The Beacon, by Susan Hill
Of the four Prime siblings of the Beacon farm, Frank, the second boy, was, throughout their early lives, ‘almost invisible’. He did everything late, spent most of his time alone, and was a dunce at school, where he bemused teachers and children alike.
They never knew what to make of Frank, they said; what went on in Frank’s head was one of the great mysteries. He did little speaking but a great deal of staring out of large green-grey, slightly bulbous eyes. He followed people too … Turn round, and Frank would be there, silent, watching, following.
Beware of the individual close to you whom you have never got to know, whose mental life you have written off as ‘mysterious’. For when Frank leaves the Beacon, indeed quits the north of England altogether, he discovers and projects a personality utterly dissimilar to that ascribed to him by his brother and two sisters, one wary of neither the external world nor interior depths. Frank becomes a London journalist who refuses to confine his talents to newspapers. No, he must write a book, and when he does, it is a huge success, with many spin-offs. Its subject? His early life at the Beacon, which apparently he loathed. As depicted by him, it was a set-up eminently worthy of loathing, a scene of compound, continuous, deliberate cruelty.

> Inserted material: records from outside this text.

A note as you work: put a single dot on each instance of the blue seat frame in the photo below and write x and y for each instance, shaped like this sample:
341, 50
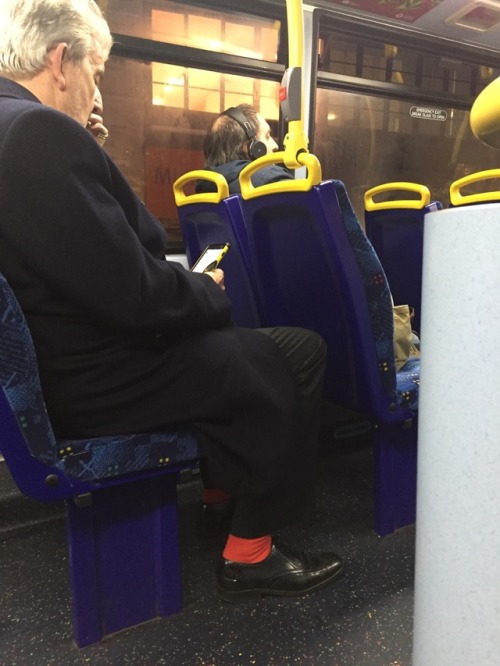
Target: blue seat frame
314, 267
397, 235
120, 495
217, 218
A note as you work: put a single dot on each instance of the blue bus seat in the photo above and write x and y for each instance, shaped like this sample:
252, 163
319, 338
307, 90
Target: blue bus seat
314, 267
216, 217
396, 230
119, 493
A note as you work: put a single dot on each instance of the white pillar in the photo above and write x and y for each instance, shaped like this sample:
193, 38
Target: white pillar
457, 580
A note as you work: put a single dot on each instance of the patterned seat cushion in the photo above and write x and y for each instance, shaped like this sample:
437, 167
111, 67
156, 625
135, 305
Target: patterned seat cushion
408, 384
88, 459
404, 384
100, 458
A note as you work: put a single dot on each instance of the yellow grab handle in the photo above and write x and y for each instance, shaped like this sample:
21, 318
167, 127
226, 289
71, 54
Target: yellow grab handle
484, 117
457, 199
311, 162
422, 190
182, 199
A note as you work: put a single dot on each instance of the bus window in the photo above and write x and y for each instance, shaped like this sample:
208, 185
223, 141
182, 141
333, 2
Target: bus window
158, 114
366, 140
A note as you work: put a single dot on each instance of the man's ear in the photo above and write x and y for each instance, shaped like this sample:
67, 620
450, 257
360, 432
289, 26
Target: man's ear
57, 60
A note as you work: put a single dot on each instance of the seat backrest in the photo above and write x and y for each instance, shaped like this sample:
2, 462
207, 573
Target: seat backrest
219, 221
19, 378
396, 230
314, 267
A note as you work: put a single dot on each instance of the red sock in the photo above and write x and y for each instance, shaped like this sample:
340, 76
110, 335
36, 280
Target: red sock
247, 551
214, 496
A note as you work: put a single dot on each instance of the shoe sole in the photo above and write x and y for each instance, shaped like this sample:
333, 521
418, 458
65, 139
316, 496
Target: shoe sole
257, 593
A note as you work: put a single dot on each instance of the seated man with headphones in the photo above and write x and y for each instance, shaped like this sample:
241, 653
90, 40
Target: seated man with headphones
238, 136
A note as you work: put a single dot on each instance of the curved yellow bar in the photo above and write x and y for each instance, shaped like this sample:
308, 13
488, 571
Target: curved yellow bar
422, 190
457, 199
182, 199
485, 115
311, 162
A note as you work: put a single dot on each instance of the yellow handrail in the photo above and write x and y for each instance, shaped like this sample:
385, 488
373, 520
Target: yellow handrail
182, 199
422, 190
458, 199
313, 177
485, 115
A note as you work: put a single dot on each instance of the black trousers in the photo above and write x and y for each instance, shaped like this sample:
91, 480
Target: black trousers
305, 354
251, 395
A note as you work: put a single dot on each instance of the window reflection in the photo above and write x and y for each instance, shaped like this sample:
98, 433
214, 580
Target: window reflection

Frank’s book, we initially feel, is pathological, morbid distortion harnessed to literary fashion (this is the period of Angela’s Ashes). We ourselves know his brother and sisters; they are utterly incapable of the acts accorded them. Brother Colin, who went into farming and was a husband and father young, is called by a close relative ‘the kindest man on earth’. Younger sister, Berenice, if somewhat spoilt and self-centred, is no sadist, and as for May, who stands at the centre of this deftly worked, deeply moving novel, her dignified passivity completely disqualifies her for any misdeeds to her brother. And yet…? Why does Frank’s book so touch a nerve in his family?